Reflecting on the year behind us, the PM is aiming for a full economic recovery within the next five months, with business as usual starting as of May this year

A week after the COVID-19 vaccine roll-out began in Malta, Prime Minister Robert Abela hopes to have a recovering economy by March this year, and complete business-as-usual in May.

In today's radio appearance on the Labour party-owned media station, Abela said that for the country to go back to business within the next five months it's crucial for people receive the COVID-19 jab as soon as possible.

"By next may we want an economy that's back to business - but we also want a country with working institutions and strong governance," he said. 

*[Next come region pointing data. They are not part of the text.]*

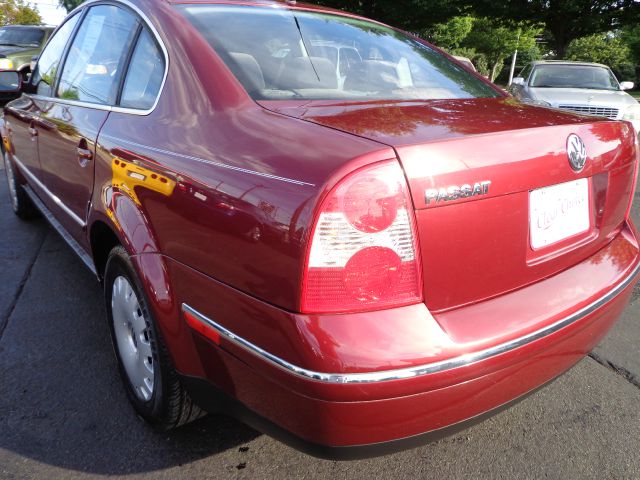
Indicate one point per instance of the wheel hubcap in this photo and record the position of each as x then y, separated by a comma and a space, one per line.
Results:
13, 189
133, 337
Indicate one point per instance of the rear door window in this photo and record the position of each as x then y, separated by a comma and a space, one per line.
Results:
97, 56
145, 75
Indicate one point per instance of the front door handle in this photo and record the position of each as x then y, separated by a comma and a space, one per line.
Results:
84, 153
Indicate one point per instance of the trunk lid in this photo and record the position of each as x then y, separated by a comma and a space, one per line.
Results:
478, 246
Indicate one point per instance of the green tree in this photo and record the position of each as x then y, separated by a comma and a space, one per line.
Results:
631, 37
411, 15
607, 48
17, 12
450, 34
566, 20
70, 4
497, 40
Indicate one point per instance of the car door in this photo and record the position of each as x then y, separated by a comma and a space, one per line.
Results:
70, 119
22, 114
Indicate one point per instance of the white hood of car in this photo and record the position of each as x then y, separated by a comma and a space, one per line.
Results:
582, 96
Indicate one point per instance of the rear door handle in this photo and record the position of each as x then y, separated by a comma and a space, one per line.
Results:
84, 153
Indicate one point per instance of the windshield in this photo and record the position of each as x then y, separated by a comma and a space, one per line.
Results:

Earlier in the interview Abela remarked that the current administration implemented all recommendations put forward by Moneyval and Greco reports, and made substantial changes within the police force, including the appointment of a new police commissioner and attorney general.

"Next May I want a recovered economy complemented by a country with strong institutions, good governance, functioning law enforcement institutions, and authorities that work as they should," Abela stated.

Immigration challenges

The PM reflected on the decisions taken over the year on the handling of immigration arrivals, taking particular aim at a court application funded by the NGO Repubblika which saw a group of 52 asylum-seekers take Abela, Home Affairs Minister Byron Camilleri, and AFM brigadier Jeffrey Curmi to court after allegedly being pushed back to Libya while in Malta's Search-And-Rescue zone.

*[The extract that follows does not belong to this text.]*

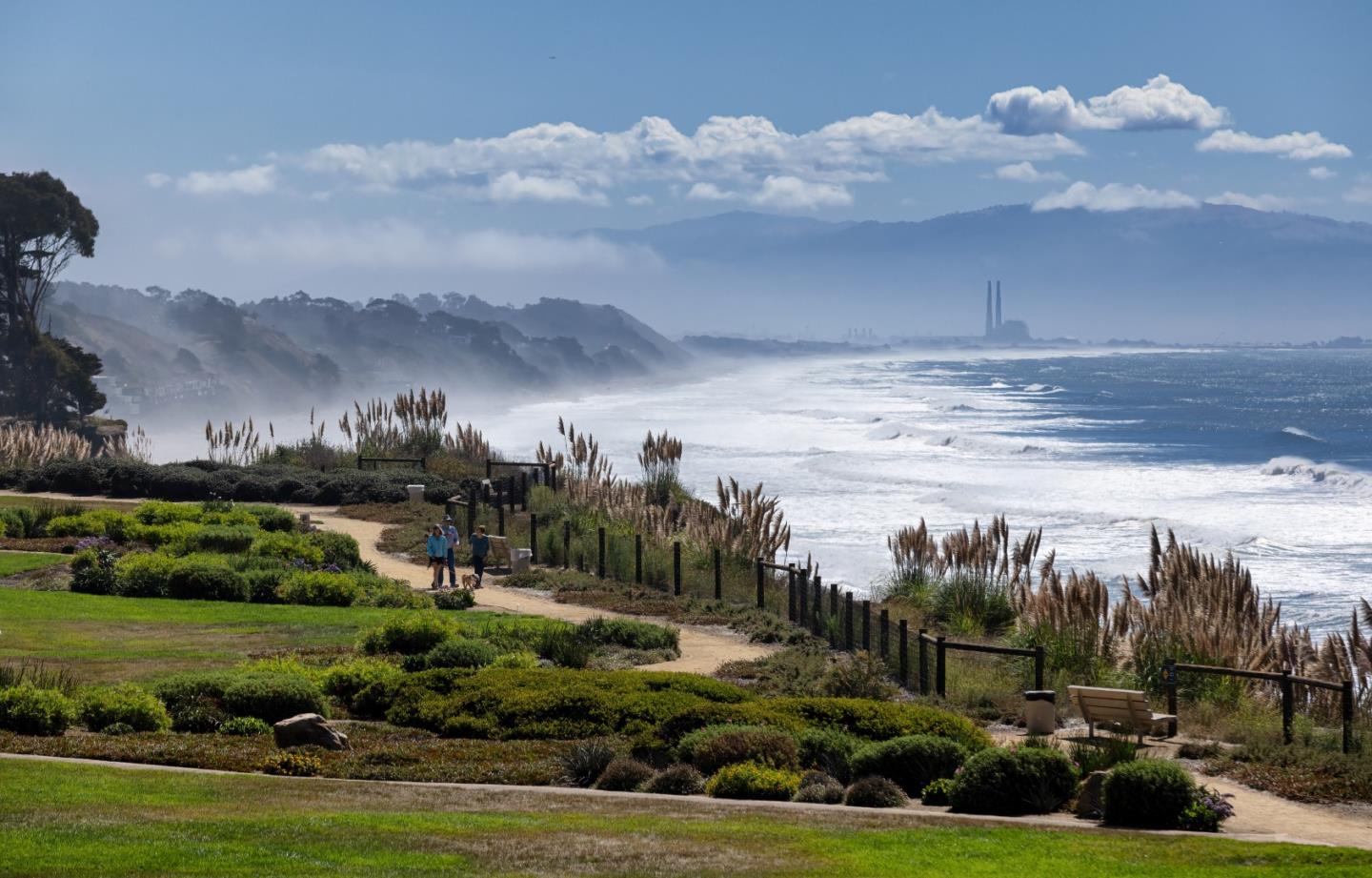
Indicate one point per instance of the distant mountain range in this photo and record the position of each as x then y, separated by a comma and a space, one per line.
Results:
199, 352
1185, 275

"While some were trying to put the soldiers in jail, we not only registered success in controlling immigration but we also made a collective agreement for our soldiers," he said, in reference to a sectoral agreement between government and the General Worker's Union which now sees soldiers receiving higher allowances and compensation for all work carried out above a stipulated 40 hours per week. 

"We currently have an immigration problem, but we are working to curb the arrival of more boats. This is a problem that you have to work on all year round, not just in summer," he said.